Last year’s unit, one of the statistically best in the nation, recovered only four fumbles and intercepted only seven passes in 13 games. Not an aesthetically pleasing number. The 2024 Buckeyes are determined to flip last year’s minus-2 turnover margin into a large positive number.
But it wasn’t just that Burke made the interception. It was how he did it. He attacked the ball that Adrian Norton bobbled and ripped it out with his right arm. He went for it.
“It’s my job to make a play,” Burke said Saturday.
That’s a defensive mindset worthy of appreciation.
But the Buckeyes weren’t finished creating turnovers.

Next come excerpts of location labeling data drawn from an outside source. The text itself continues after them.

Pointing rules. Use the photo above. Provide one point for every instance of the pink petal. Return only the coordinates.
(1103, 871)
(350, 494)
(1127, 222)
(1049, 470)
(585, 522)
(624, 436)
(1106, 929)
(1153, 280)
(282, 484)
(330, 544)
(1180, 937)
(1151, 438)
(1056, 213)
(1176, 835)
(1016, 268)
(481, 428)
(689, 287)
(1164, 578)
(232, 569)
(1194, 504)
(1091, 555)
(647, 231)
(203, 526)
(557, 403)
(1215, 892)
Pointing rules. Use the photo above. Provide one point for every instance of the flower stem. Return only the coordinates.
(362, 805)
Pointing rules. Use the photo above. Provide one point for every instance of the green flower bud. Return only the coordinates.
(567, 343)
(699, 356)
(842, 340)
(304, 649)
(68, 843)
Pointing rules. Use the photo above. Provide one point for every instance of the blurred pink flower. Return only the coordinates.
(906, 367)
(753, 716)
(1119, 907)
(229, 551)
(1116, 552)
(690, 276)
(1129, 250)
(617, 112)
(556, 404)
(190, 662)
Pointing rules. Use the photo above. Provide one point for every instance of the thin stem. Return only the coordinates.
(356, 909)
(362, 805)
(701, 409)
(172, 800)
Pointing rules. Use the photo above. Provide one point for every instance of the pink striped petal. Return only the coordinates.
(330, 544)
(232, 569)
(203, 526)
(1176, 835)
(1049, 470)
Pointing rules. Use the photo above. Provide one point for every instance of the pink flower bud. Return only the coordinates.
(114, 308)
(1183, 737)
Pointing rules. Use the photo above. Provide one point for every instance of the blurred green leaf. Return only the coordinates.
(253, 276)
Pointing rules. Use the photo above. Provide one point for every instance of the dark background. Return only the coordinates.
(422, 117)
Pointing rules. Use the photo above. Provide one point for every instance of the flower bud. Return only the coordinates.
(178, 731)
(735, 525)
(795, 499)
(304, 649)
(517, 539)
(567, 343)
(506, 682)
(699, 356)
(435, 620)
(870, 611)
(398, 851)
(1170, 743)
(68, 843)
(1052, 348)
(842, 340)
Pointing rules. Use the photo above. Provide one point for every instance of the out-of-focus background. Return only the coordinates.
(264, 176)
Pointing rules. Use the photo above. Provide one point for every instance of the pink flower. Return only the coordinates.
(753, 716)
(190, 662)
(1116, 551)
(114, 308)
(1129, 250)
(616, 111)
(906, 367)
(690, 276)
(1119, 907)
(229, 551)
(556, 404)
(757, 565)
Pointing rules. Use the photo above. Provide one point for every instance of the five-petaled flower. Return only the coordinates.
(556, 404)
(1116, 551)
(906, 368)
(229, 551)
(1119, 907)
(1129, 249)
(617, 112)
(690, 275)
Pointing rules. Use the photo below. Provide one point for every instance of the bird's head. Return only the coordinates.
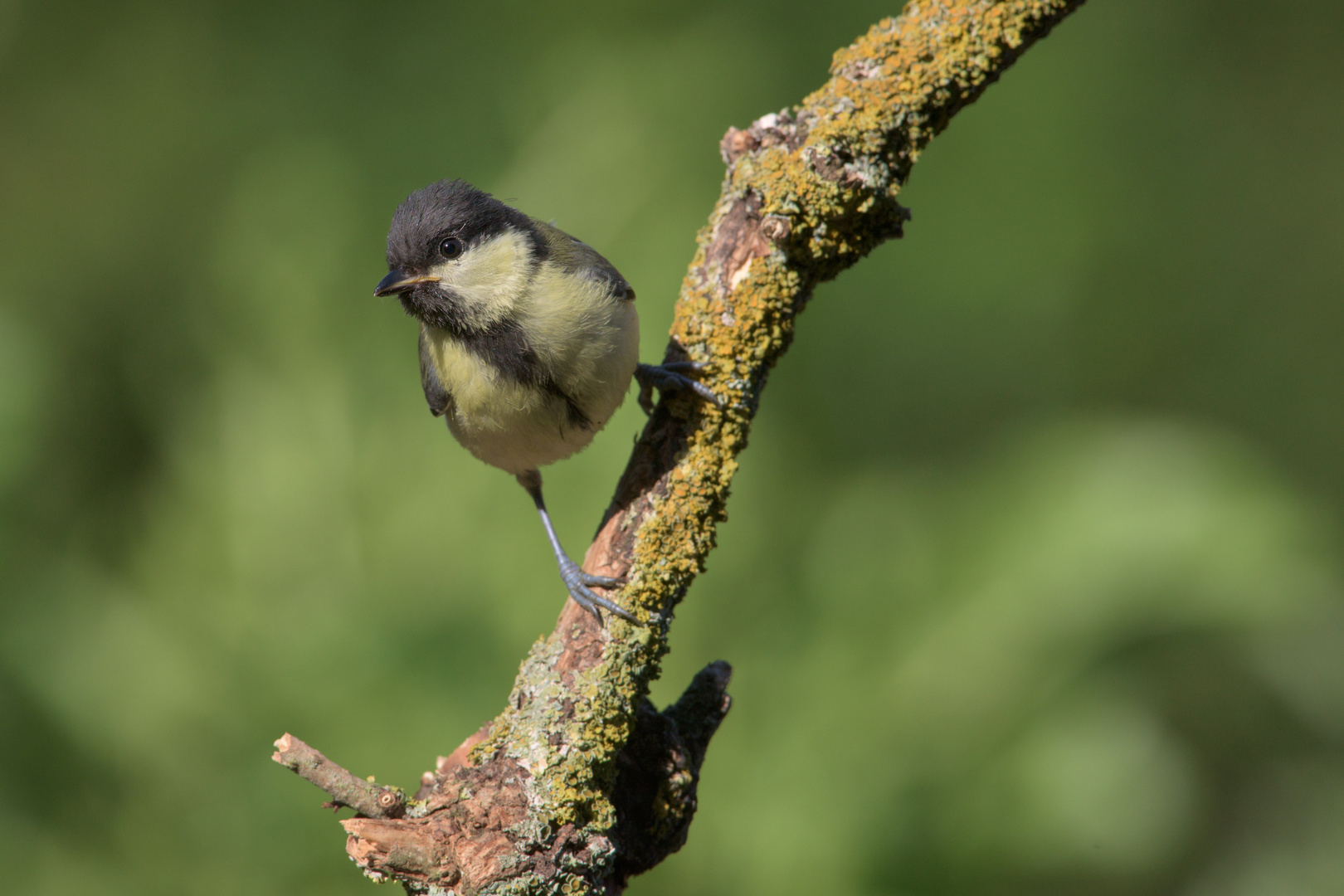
(459, 258)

Midway through the third quarter, backup defensive linemen Hero Kanu and Caden Curry combined to force a quarterback fumble. Safety Lathan Ransom, back leading the team in tackles after not finishing last season because of injury, fielded the loose ball on a bounce and took it 27 yards for a touchdown.
“I almost dropped it at first, I was so excited, because I knew if I could catch it, I could get to the end zone,” Ransom said Saturday. “Big smile on my face running down the field.”

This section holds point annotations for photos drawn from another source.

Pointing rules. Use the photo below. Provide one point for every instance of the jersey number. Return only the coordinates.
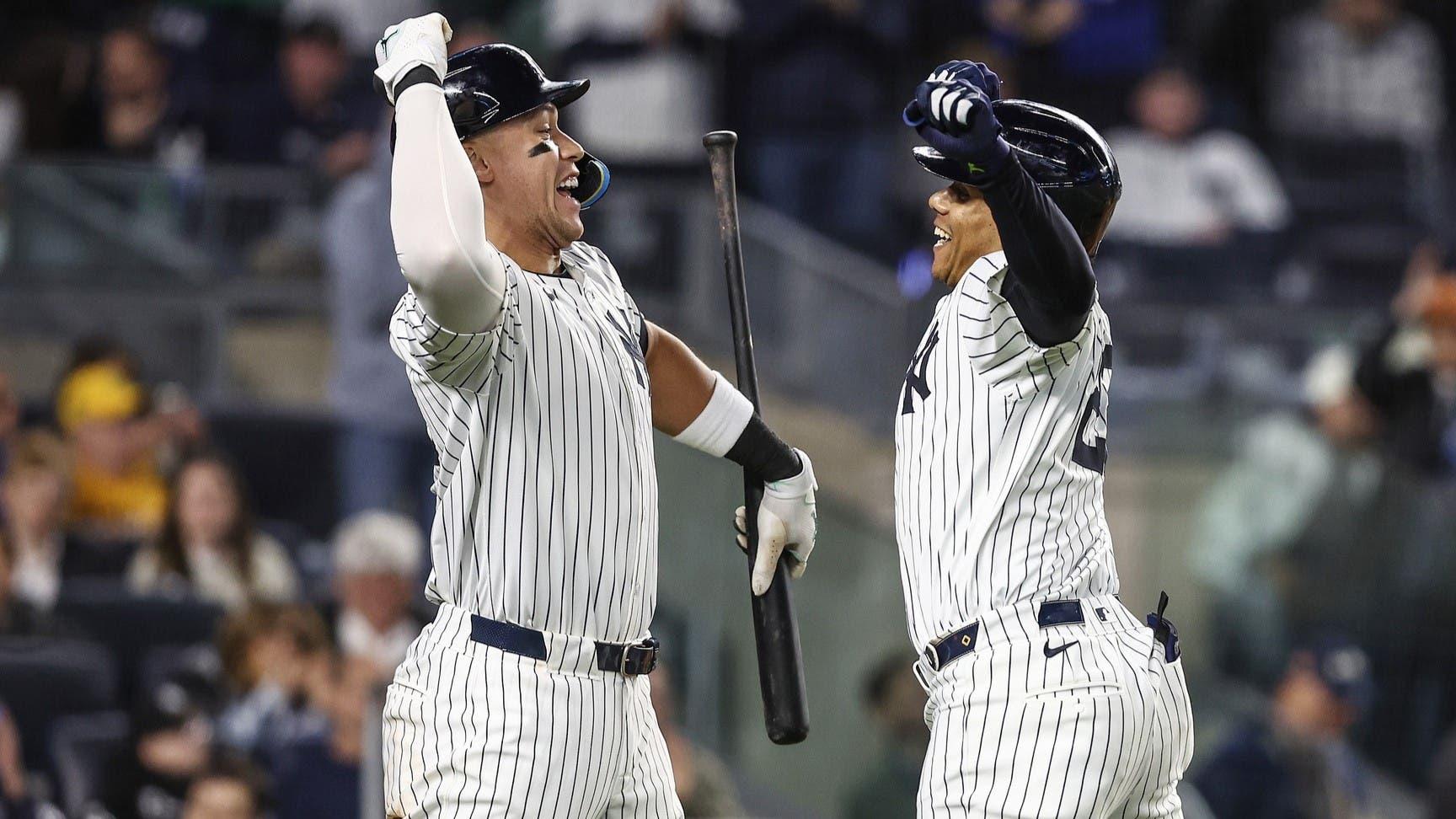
(916, 381)
(1091, 447)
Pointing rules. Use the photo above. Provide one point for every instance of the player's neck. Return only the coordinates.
(532, 257)
(983, 249)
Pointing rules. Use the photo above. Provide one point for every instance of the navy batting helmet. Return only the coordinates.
(1063, 155)
(492, 83)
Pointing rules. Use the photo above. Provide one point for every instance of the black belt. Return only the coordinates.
(626, 659)
(961, 641)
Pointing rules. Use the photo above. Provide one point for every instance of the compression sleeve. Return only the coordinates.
(1049, 279)
(438, 217)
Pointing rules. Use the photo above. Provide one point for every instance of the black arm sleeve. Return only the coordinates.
(1049, 281)
(765, 453)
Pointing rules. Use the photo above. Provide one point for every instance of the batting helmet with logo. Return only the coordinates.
(494, 83)
(1063, 155)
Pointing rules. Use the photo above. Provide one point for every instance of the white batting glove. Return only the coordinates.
(786, 523)
(417, 41)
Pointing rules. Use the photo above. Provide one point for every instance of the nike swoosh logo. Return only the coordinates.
(1049, 651)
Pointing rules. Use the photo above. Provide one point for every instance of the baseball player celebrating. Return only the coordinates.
(1046, 695)
(540, 383)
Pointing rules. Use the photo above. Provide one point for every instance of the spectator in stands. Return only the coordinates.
(1410, 372)
(310, 114)
(704, 783)
(32, 500)
(1298, 761)
(117, 491)
(376, 573)
(1302, 489)
(1079, 54)
(171, 745)
(819, 79)
(139, 115)
(1200, 203)
(18, 618)
(226, 790)
(318, 775)
(896, 704)
(651, 73)
(274, 657)
(208, 545)
(1357, 69)
(383, 457)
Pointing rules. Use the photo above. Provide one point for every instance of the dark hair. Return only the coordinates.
(238, 543)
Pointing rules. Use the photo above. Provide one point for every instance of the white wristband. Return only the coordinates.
(720, 425)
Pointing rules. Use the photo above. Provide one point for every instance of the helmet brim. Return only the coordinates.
(941, 165)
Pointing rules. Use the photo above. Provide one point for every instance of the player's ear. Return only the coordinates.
(484, 172)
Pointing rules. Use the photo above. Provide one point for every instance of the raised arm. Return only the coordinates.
(1049, 277)
(436, 209)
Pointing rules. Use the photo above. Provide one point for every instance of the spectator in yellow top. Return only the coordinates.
(115, 490)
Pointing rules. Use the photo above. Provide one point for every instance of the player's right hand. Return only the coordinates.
(788, 523)
(410, 44)
(961, 124)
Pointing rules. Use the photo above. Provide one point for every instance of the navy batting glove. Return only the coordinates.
(960, 124)
(976, 73)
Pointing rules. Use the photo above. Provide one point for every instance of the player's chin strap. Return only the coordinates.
(1164, 630)
(593, 179)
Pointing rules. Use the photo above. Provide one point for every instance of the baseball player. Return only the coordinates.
(1046, 695)
(540, 383)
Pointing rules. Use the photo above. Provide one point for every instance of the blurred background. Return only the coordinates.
(214, 479)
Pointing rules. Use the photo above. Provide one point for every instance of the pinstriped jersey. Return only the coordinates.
(999, 455)
(542, 425)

Gabe Powers, a backup linebacker, was part of a similar play in the final minutes of the No. 2 Buckeyes’ 52-6 victory over Akron. A short pass bounced high off the helmet of hard-charging freshman end Eddrick Houston into the hands of Powers for a 29-yard interception return for a touchdown.
“Once I saw it there, I knew I could get it, and it was a clear path to the end zone,” Powers said Wednesday after practice. “I was happy to finally be out there and get a chance to play.”
Seventeen points off turnovers was a beautiful start to turning around last season’s homely stat.
So, in what other ways must the Buckeyes improve on defense this season to achieve their championship goals? The list of desired improvements is apparently long. But no one is being specific beyond obvious and general statements. Coaches and players can’t point to anything and say: If we don’t do this better, we’re in trouble.
“We’d say everything,” head coach Ryan Day said Wednesday. “Getting three and outs, getting off the field on third down, you could name everything.”
Even the players agree.
“Coach J (Larry Johnson) is always pushing the bar of greatness and technique and discipline,” defensive end J.T. Tuimoloau said Wednesday. “That was a great first impression, but you got to be consistent. It depends how many times we can do it over and over again. That’s the challenge for us.”
If becoming more consistent and general improvement are the big concerns, life under defensive coordinator Jim Knowles is as blissful as it gets. His stoic persona is the workplace nature he projects, but even he must be smiling when no one is looking at how elite his defense is.
“Everyone’s hungry to get to a place that we haven’t been the last couple years and finish the job,” Ransom said. “We played well, but we still left some plays out there. Nothing from what they did, just mistakes that we made. Even though we played so well, there’s so much we can improve on to be an even more elite defense.”
The untested unit, talented as it is, is the linebacking corps. That group got what felt like a final exam Saturday when starting Mike linebacker Cody Simon sat out injured. That put former safety Sonny Styles into a position he had trained little for, shifting from Will to overseeing the defense while wearing the helmet communication device and relaying play calls from Knowles.
Styles downplayed any perceived difficulty of being forced into an unexpected role. He clearly embraces the idea of knowing the other positions around you just in case and so you know what to expect those neighboring positions to do. The biggest change, he said, was wearing the headset.
“It wasn’t too crazy for me,” Styles said. “I feel like our positions are kind of interchangeable with our defense, so a lot of the concepts are similar, so it wasn’t a super hard switch for me.”
The next opponent is Western Michigan at 7:30 Saturday night. The Broncos are coming off a 28-14 loss at Wisconsin. They led 14-13 early in the fourth quarter.
“When you watch the film, you’re seeing them play a Big 10 opponent, which gives us a little bit more of a barometer of what we’re dealing with,” Day said. “They’re physical up front, they do have some really good skill players. It looked like a Big Ten style of game, and there’s a point where that game was in the balance. I know that has our guys’ attention.”
The Buckeyes will win. But Saturday night on the defensive side is about much more than that.
Saturday night is about more consistency and more improvement – whatever that looks like – and more turnovers. And defensive players scoring touchdowns would be a nice bonus.
Those plays are always statistically and aesthetically pleasing.